French weekly fuels Mohammed row with cartoons
The French government, which had urged the magazine not to print the images, said it was temporarily shutting down premises including embassies and schools in 20 countries tomorrow, when protests sometimes break out after Muslim Friday prayers.
Riot police were deployed to protect the Paris offices of satirical weekly Charlie Hebdo after it hit the news stands with a cover showing an Orthodox Jew pushing the turbaned figure of Mohammed in a wheelchair.
On the inside pages, several caricatures of the Prophet showed him naked. One, entitled “Mohammed: a star is born”, depicted a bearded figure crouching over to display his buttocks and genitals.
Initial reaction from Muslim countries was critical.
“Of course it will anger people further. It will raise tensions that were already dangerously high,” said Sheikh Nabil Rahim, a leading Salafist cleric in Lebanon.
“We will try to keep things managed and peaceful, but these things easily get out of hand. I fear there could more targeting of foreigners, and this is why I wish they would not persist with these provocations.”
In Egypt, Essam Erian, acting head of the powerful Muslim Brotherhood’s Freedom and Justice Party, said: “We reject and condemn the French cartoons that dishonour the Prophet and we condemn any action that defames the sacred according to people’s beliefs.”
The posting of a short film on YouTube last week that mocked Mohammed as a lecherous fool has sparked protests in many countries, some of them deadly.
Violence linked to the amateurish movie, which portrays the prophet as a fraud, a womaniser, and a child molester, has killed at least 30 people in seven countries, including the American ambassador to Libya last week.

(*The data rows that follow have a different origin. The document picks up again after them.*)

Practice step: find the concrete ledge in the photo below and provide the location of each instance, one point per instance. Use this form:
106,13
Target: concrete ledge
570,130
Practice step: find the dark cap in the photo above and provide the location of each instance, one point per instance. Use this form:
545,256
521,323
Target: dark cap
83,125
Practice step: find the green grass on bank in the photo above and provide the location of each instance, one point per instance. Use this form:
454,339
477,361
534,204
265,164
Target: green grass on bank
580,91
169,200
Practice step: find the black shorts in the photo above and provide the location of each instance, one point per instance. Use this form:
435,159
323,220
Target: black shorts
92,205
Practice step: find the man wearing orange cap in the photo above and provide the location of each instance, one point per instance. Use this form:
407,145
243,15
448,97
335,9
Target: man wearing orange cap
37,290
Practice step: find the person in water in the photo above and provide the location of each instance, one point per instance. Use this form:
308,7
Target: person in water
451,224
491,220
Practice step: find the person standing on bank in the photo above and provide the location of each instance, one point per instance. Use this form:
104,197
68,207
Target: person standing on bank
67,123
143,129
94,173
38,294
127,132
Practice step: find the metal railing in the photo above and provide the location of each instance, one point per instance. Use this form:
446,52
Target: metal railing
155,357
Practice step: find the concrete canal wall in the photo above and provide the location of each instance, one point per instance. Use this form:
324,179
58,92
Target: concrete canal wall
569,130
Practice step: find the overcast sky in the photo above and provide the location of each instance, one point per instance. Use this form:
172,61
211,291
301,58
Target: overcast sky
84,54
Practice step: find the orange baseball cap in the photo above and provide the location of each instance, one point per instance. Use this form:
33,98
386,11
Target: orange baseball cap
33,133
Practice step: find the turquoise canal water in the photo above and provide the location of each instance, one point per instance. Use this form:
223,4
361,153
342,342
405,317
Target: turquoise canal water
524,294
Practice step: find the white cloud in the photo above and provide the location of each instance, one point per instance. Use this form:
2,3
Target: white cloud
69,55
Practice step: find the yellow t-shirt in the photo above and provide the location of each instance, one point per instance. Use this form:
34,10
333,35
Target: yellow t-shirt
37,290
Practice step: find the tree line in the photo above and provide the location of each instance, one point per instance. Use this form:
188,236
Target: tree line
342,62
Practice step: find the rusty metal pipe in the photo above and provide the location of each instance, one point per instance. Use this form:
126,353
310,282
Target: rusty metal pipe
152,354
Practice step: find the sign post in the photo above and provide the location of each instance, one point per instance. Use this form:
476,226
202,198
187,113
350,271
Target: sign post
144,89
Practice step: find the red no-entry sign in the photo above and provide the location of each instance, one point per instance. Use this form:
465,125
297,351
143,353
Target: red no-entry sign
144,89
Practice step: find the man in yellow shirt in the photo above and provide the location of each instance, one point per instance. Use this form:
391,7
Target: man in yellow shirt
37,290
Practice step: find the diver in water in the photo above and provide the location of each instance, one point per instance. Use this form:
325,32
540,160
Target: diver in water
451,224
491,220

The furore has emerged as an issue in the US presidential election campaign and sparked a wider international debate over free speech, religion and the right to offend. Many Muslims consider any representation of Allah or the Prophet Mohammed blasphemous.
“We have the impression that it’s officially allowed for Charlie Hebdo to attack the Catholic far-right but we cannot poke fun at fundamental Islamists,” said editor Stephane Charbonnier, who drew the front-page cartoon.

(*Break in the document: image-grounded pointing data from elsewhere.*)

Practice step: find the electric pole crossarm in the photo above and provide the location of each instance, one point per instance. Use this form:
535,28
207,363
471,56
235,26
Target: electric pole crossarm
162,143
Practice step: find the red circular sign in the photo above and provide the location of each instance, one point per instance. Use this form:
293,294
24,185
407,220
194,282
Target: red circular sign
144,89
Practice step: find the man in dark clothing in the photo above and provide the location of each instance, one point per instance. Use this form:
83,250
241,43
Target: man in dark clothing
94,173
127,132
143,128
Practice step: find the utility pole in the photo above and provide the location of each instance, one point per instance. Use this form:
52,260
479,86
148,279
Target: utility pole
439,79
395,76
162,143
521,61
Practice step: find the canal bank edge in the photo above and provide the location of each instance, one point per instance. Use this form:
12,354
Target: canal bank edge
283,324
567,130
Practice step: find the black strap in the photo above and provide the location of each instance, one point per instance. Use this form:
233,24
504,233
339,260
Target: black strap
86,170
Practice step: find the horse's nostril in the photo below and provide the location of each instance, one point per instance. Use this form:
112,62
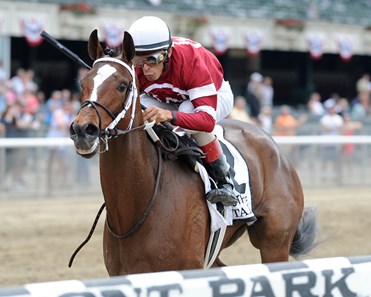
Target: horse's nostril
72,130
92,130
83,131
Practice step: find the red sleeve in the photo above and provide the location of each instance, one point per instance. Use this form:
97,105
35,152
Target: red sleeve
201,120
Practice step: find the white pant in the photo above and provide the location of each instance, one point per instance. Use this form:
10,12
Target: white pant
224,107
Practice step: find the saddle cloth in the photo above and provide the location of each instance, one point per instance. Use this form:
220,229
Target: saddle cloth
242,187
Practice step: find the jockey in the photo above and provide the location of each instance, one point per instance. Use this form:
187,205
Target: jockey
182,82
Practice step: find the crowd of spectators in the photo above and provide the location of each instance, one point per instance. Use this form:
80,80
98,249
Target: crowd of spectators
26,112
335,115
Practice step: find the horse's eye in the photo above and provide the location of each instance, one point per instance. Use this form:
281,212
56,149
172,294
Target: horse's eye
122,87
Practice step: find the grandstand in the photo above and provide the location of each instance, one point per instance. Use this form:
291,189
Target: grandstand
335,11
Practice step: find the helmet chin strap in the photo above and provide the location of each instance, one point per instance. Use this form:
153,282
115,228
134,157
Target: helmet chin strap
166,60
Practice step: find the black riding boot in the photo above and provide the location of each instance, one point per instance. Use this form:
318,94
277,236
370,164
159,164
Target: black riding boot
219,171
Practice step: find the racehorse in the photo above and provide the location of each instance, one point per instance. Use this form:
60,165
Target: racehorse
157,218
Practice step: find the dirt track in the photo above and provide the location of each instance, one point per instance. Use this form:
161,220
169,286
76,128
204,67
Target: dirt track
39,236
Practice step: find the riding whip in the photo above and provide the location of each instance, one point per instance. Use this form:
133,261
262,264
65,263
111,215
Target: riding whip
63,49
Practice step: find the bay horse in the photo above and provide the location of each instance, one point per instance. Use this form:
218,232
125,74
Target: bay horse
156,214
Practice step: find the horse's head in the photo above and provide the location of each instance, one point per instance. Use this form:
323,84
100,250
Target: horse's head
108,96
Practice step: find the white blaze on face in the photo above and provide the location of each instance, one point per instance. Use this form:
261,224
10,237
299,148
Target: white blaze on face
102,74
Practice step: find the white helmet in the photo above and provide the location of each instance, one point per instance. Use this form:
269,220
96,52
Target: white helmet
150,34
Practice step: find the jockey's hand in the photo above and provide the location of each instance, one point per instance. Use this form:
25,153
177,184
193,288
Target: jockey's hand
157,114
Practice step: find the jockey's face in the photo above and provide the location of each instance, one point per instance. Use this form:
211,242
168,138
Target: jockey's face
151,64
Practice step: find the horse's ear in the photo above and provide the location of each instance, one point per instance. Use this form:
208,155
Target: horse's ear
128,49
95,49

“It shows the climate — everyone is driven by fear, and that is exactly what this small handful of extremists who do not represent anyone want — to make everyone afraid, to shut us all in a cave,” he said.
“Muhammad isn’t sacred to me,” he said. “I don’t blame Muslims for not laughing at our drawings. I live under French law; I don’t live under Koranic law.”
One cartoon, in reference to the scandal over a French magazine’s decision to publish topless photos of the wife of Britain’s Prince William, showed a topless, bearded character with the caption: “Riots in Arab countries after photos of Mrs Mohammed are published.”
Charbonnier said he expected to double the usual 35,000-copy print run to meet demand.
French foreign minister Laurent Fabius criticised the magazine’s move as a provocation. “We saw what happened last week in Libya and in other countries such as Afghanistan,” Fabius said. “We have to call on all to behave responsibly.”
A Foreign Ministry spokesman said France was closing its embassies, consulates, cultural centres and schools in 20 countries tomorrow as a “precautionary measure”.
Charlie Hebdo has a long reputation for being provocative. Its Paris offices were firebombed last November after it published a mocking caricature of Mohammed, and Charbonnier has been under police guard ever since.
Speaking outside his offices in an eastern neighbourhood with many residents of North African origin, Charbonnier said he had not received any threats over the latest cartoons. In a message on its Twitter account, Charlie Hebdo said its website had been hacked, but referred readers to a blog it also uses.
The French Muslim Council, the main body representing Muslims in France, accused Charlie Hebdo of firing up anti-Muslim sentiment at a sensitive time.
“The CFCM is profoundly worried by this irresponsible act, which in such a fraught climate risks further exacerbating tensions and sparking damaging reactions,” it said.
Richard Prasquier, head of the body representing France’s Jewish community — Europe’s largest — said religious censorship was wrong but added: “Publishing Mohammed cartoons at this time, in the name of freedom, is irresponsible.”
In 2005, Danish cartoons of the Prophet sparked a wave of protests across the Muslim world that killed at least 50 people.